Luteru Tolai
- Born: 1 June 1998 (age 27) Auckland, New Zealand
- Height: 1.79 m (5 ft 10 in)
- Weight: 119 kg (262 lb; 18 st 10 lb)
- School: St. Peter's College

Rugby union career
- Position(s): Hooker
- Current team: Biarritz

Senior career
- Years: Team / Apps / (Points)
- 2018–2022: North Harbour / 37 / (45)
- 2020–2021: Blues / 11 / (0)
- 2022–2023: Moana Pasifika / 19 / (10)
- 2023–: Biarritz / 0 / (0)
- Correct as of 28 August 2023

International career
- Years: Team / Apps / (Points)
- 2022–: Samoa / 10 / (0)
- Correct as of 14 September 2025

= Luteru Tolai =

New Zealand rugby union player

Luteru Tolai (born 1 June 1998) is a professional rugby union player who plays as a hooker for Pro D2 club Biarritz.
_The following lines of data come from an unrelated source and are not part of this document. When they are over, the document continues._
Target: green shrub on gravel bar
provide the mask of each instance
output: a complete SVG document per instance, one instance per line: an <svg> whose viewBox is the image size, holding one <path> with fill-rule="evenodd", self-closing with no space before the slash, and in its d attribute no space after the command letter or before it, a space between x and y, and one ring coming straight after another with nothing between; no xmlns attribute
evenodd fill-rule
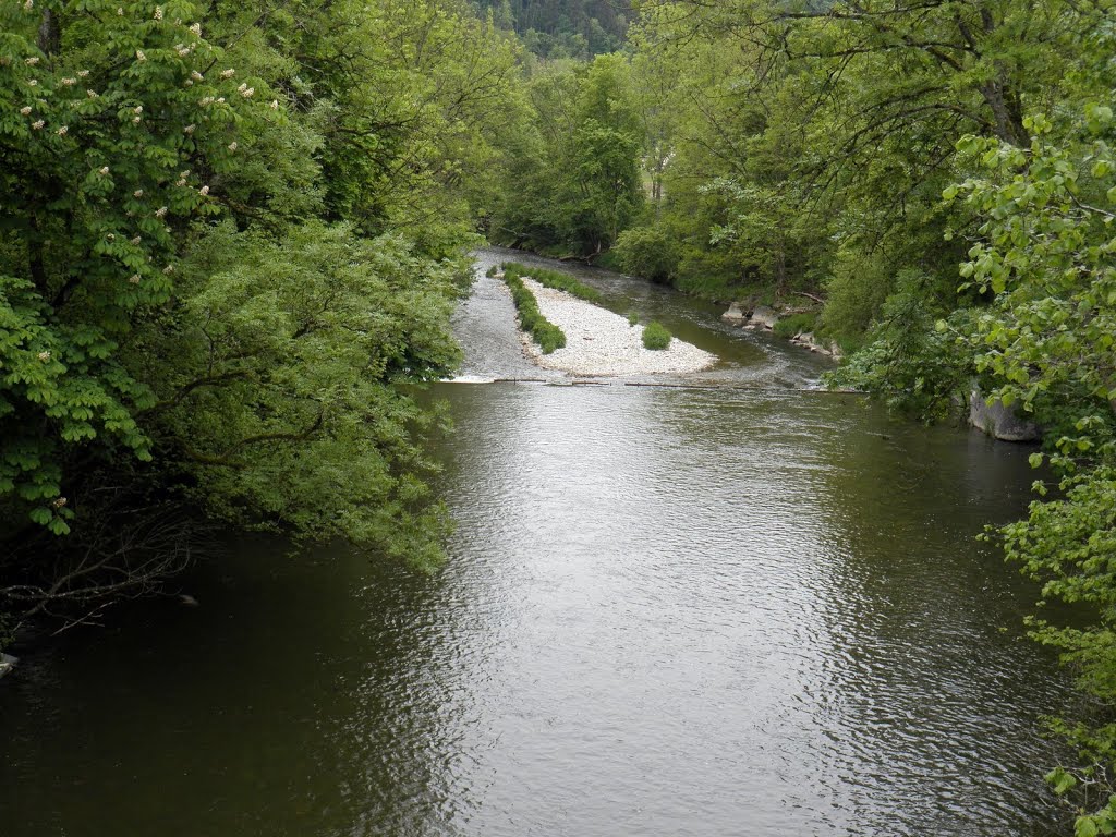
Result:
<svg viewBox="0 0 1116 837"><path fill-rule="evenodd" d="M542 349L542 354L549 355L555 349L562 348L566 345L566 333L542 316L535 295L527 289L522 280L506 270L503 281L511 291L511 300L516 304L519 327L531 335L531 339Z"/></svg>
<svg viewBox="0 0 1116 837"><path fill-rule="evenodd" d="M643 327L643 345L650 349L664 349L671 345L671 333L663 324L652 320Z"/></svg>
<svg viewBox="0 0 1116 837"><path fill-rule="evenodd" d="M599 304L602 300L599 290L590 288L584 282L579 282L569 273L561 273L557 270L545 270L542 268L529 268L526 264L520 264L514 261L506 261L500 267L503 268L504 277L511 276L516 279L522 279L525 277L533 279L539 285L546 286L547 288L554 288L555 290L564 290L570 296L584 299L586 302Z"/></svg>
Born in New Zealand, he represents Samoa at international level after qualifying on ancestry grounds.

== Early life ==
Tolai was educated at St Peter's College, Auckland and played rugby for the school.

== Club career ==
He was named in the Blues side in round 5 in 2020. He also plays for the Super Rugby franchise, Moana Pasifika.